The reason a generic model might not work well is because every model has limits in its expressive power. For example, Linear Algebra (in which variables relate to one another as a simple sum of coefficients multiplied by first-degree variable occurrences, e.g. \(x = 2y + 3z\)) cannot fit data that are quadratic in nature (e.g. \(x = y^2 + z^2\)), and quadratic model cannot fit data that are cubic in nature (e.g. \(x = z^3\)). A generic polynomial model cannot fit data that are exponential or transcendental in nature, although Taylor Series predict that a polynomial model can be used to approximately model and interpolate data but cannot extrapolate them beyond a certain boundary.

The more general the model is, a disproportionally amount of computing power increase is required to find submodel, to a point where the computation is intractable (e.g. integer linear programming is NP-complete) or just unsolvable.

Also, even if data is known to fit in a simple computable model, finding the right sub-model requires a stroke of luck. For example, simulated annealing is a machine learning technique that starts off the model searching with random parameters in the model and iteratively converge these parameters to find ones that fit data. Two annealing attempts can yield drastically different parameters that both fit existing data but disagree in predicting future phenomenon.

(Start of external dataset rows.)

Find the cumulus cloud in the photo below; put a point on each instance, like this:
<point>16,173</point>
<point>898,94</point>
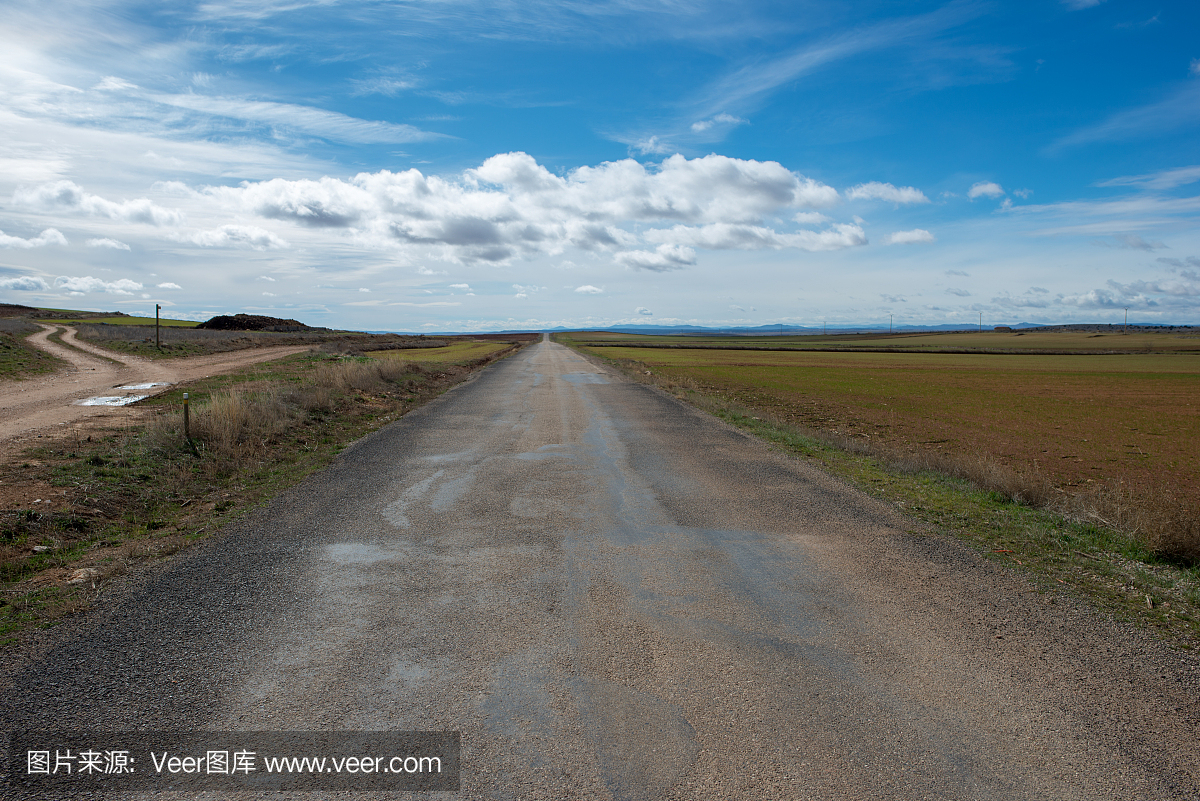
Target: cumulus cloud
<point>107,242</point>
<point>251,236</point>
<point>916,236</point>
<point>810,217</point>
<point>985,190</point>
<point>661,259</point>
<point>877,191</point>
<point>511,206</point>
<point>49,236</point>
<point>25,283</point>
<point>89,284</point>
<point>726,236</point>
<point>1133,242</point>
<point>67,196</point>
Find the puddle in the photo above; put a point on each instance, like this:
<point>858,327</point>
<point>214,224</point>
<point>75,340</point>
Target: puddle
<point>144,386</point>
<point>585,378</point>
<point>112,401</point>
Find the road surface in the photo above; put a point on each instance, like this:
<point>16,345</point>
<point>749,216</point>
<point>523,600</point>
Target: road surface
<point>43,402</point>
<point>612,596</point>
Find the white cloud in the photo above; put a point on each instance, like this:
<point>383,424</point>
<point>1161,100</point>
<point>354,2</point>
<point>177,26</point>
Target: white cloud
<point>720,119</point>
<point>877,191</point>
<point>661,259</point>
<point>107,242</point>
<point>48,236</point>
<point>1133,242</point>
<point>724,236</point>
<point>810,217</point>
<point>1179,109</point>
<point>389,86</point>
<point>916,236</point>
<point>25,283</point>
<point>67,196</point>
<point>1162,180</point>
<point>251,236</point>
<point>89,284</point>
<point>985,190</point>
<point>511,206</point>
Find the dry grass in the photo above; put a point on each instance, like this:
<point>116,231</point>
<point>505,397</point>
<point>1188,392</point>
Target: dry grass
<point>1157,518</point>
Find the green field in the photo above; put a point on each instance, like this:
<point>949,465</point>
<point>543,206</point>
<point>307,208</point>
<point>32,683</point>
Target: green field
<point>118,320</point>
<point>1179,341</point>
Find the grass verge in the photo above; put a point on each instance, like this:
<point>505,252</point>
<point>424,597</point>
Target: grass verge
<point>18,359</point>
<point>118,500</point>
<point>1059,541</point>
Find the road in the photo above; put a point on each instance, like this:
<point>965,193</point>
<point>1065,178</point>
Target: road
<point>613,596</point>
<point>43,402</point>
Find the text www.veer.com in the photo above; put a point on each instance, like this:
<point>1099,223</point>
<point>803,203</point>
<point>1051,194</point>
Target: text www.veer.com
<point>352,765</point>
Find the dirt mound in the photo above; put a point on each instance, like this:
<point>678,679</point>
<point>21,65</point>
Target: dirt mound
<point>16,309</point>
<point>251,323</point>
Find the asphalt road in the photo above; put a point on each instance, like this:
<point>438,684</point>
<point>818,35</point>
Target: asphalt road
<point>613,596</point>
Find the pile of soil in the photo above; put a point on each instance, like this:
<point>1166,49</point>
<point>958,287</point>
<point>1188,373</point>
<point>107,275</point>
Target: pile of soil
<point>252,323</point>
<point>16,309</point>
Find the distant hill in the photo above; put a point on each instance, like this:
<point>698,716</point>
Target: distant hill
<point>252,323</point>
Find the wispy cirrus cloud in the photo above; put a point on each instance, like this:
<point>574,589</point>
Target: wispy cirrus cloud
<point>1179,109</point>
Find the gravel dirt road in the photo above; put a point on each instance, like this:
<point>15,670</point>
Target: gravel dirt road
<point>613,596</point>
<point>45,402</point>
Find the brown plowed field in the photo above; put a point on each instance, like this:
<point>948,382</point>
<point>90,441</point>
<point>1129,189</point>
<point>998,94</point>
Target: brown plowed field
<point>1079,419</point>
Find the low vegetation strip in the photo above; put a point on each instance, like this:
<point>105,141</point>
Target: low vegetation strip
<point>455,354</point>
<point>18,359</point>
<point>1134,553</point>
<point>83,511</point>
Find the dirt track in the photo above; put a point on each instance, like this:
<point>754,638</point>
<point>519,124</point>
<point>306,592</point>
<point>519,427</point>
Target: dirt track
<point>613,596</point>
<point>45,403</point>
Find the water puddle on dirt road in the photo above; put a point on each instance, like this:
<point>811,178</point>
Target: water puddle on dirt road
<point>111,401</point>
<point>121,399</point>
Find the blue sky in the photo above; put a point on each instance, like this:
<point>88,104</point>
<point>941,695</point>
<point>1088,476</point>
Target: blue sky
<point>447,164</point>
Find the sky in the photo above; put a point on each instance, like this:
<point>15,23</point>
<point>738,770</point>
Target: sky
<point>457,166</point>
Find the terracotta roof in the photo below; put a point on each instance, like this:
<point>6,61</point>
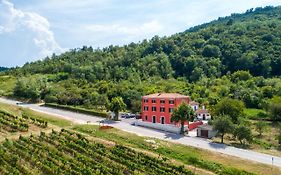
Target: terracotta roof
<point>193,103</point>
<point>165,95</point>
<point>201,111</point>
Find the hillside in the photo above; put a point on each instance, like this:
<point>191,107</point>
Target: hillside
<point>249,41</point>
<point>3,69</point>
<point>200,62</point>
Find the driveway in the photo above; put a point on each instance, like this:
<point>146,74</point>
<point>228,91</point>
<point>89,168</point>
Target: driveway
<point>186,140</point>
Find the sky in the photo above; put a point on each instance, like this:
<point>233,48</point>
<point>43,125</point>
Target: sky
<point>31,29</point>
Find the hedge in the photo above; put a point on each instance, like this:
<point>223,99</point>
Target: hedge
<point>77,109</point>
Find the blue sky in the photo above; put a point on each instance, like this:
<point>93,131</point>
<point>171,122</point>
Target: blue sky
<point>32,29</point>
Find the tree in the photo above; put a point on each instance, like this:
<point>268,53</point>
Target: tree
<point>260,127</point>
<point>230,107</point>
<point>182,114</point>
<point>274,108</point>
<point>223,125</point>
<point>211,51</point>
<point>117,104</point>
<point>243,133</point>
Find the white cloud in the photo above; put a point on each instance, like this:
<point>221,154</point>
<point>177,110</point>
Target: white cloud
<point>149,27</point>
<point>13,19</point>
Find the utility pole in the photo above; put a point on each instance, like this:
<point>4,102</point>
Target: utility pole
<point>272,162</point>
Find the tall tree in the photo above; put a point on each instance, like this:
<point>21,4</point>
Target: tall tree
<point>117,104</point>
<point>182,114</point>
<point>243,133</point>
<point>223,125</point>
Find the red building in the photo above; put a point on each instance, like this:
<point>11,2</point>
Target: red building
<point>157,108</point>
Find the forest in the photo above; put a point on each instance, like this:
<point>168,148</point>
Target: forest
<point>237,56</point>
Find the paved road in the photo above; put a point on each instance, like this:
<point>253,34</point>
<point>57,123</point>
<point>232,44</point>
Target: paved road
<point>191,141</point>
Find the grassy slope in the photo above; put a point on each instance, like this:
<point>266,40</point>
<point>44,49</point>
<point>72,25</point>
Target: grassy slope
<point>7,84</point>
<point>176,151</point>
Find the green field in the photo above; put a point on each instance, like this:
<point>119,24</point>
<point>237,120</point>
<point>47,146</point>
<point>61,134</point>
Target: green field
<point>67,152</point>
<point>193,159</point>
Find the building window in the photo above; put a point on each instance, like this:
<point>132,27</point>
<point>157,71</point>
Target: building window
<point>145,108</point>
<point>171,110</point>
<point>162,120</point>
<point>153,119</point>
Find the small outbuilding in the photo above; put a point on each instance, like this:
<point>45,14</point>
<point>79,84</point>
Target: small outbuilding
<point>206,131</point>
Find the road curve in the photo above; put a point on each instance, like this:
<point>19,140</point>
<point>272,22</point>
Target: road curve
<point>190,141</point>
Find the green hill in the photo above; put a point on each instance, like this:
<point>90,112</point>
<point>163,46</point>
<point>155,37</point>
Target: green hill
<point>200,62</point>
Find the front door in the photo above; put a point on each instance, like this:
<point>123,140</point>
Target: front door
<point>153,119</point>
<point>162,120</point>
<point>204,133</point>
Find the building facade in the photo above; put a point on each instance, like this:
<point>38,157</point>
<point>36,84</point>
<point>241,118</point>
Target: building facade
<point>158,108</point>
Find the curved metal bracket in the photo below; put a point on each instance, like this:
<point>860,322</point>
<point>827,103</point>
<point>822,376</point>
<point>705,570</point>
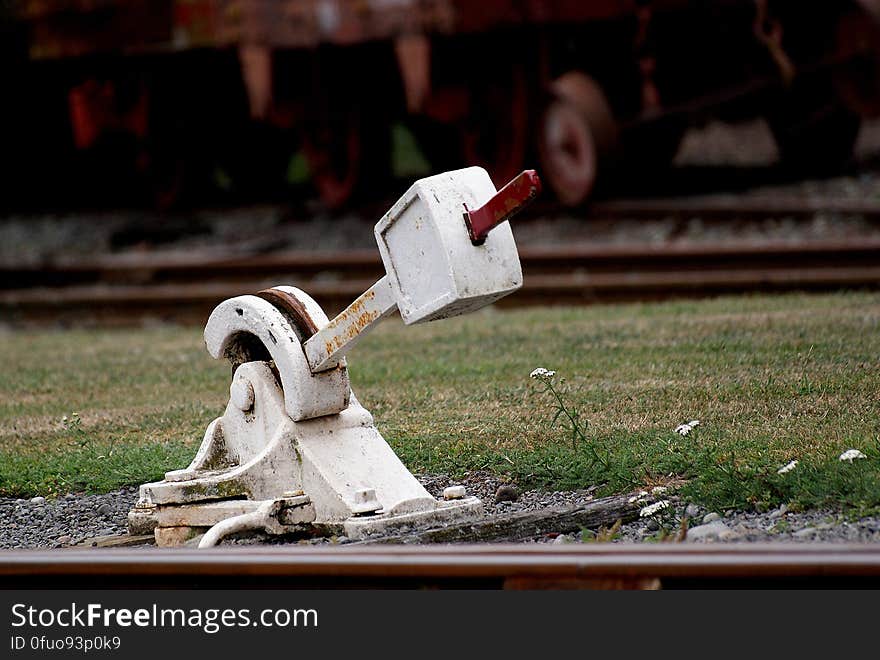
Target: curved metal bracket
<point>230,333</point>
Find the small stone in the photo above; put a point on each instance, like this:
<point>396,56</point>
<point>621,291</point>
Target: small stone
<point>454,493</point>
<point>506,493</point>
<point>728,535</point>
<point>708,532</point>
<point>104,510</point>
<point>806,533</point>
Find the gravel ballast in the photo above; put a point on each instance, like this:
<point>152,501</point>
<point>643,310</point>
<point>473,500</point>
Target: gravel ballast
<point>80,520</point>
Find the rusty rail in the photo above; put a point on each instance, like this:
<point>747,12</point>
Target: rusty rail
<point>460,566</point>
<point>127,289</point>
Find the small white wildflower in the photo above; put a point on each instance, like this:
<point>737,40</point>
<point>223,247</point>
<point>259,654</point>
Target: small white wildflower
<point>787,468</point>
<point>684,429</point>
<point>850,454</point>
<point>651,509</point>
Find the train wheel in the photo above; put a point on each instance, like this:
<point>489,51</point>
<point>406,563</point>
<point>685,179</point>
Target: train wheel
<point>576,131</point>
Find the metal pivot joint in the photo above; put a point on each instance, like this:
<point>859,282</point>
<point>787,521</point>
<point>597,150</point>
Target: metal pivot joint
<point>294,448</point>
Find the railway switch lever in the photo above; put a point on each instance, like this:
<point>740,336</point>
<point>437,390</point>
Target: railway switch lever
<point>294,448</point>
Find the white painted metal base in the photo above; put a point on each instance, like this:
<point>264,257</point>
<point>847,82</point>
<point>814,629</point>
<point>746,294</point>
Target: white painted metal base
<point>255,453</point>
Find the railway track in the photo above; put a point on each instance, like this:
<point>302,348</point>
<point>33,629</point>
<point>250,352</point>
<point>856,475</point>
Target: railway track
<point>124,289</point>
<point>486,566</point>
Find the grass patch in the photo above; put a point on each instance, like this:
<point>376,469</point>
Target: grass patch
<point>772,379</point>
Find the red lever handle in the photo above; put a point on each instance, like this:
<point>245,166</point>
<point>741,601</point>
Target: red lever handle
<point>505,204</point>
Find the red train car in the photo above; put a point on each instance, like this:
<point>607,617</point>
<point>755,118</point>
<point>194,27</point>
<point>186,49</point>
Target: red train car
<point>170,92</point>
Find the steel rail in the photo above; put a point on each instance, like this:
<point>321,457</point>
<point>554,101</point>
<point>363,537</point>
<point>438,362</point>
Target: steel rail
<point>126,290</point>
<point>487,565</point>
<point>365,264</point>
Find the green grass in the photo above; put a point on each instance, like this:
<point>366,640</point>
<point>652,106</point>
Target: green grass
<point>772,379</point>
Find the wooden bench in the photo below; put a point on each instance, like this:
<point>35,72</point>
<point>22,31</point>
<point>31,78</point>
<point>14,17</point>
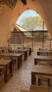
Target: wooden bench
<point>42,72</point>
<point>4,65</point>
<point>18,58</point>
<point>35,88</point>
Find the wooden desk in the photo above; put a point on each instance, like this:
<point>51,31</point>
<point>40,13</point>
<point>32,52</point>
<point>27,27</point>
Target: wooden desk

Some of these models can have thousands or millions of parameters. After a model is found, it is extremely hard to explain why the data fits the model. The effectiveness of the model is evaluated by having two corpuses, one for training and one for verification, where each corpus is a set of data that associates an input to an expected output. The training corpus is used to build a model, and the verification corpus is used to evaluate the model based on inputs that the model has never seen before.

There is very little understanding of how the model works, and less on how to explain the phenomenon. For example, a stock market model can be used to predict stock trends, but the model does not tell us there are various actors in the market—sellers and buyers, short-term and long-term investors, actos with large capital and actos with small capital—and how their behaviors influence the market. Language translation using machine learning does not help us understand why natural languages evolved the way it did.

Machine learning is like using proprietary technology. It's a service that we don't care how it works. The problem is solved but we don't know how. Since no insight is gained, we cannot build on top of this understanding to change the world. For example, stock market model does not help shaping financial regulation because it does not explain the behavior of the people controlling the capital. Machine language translation model does not help us improve a language so that it helps people express ideas and communicate better.

In a way, machine learning takes thoughtful problem solving out of the research. We become complacent in thinking. When there is a hard problem, throw more computing iron behind it, and let the computer find an answer for us. We should take inspiration from the story of a crow drinking water from a pitcher, by throwing pebbles into the pitcher in order to raise the water level enough so that he can drink the water. The moral of the story is the virtue of thoughtfulness over brute strength.

Let us not forget that thoughtful problem solving is part of what makes us human, and not lose that quality because of computers.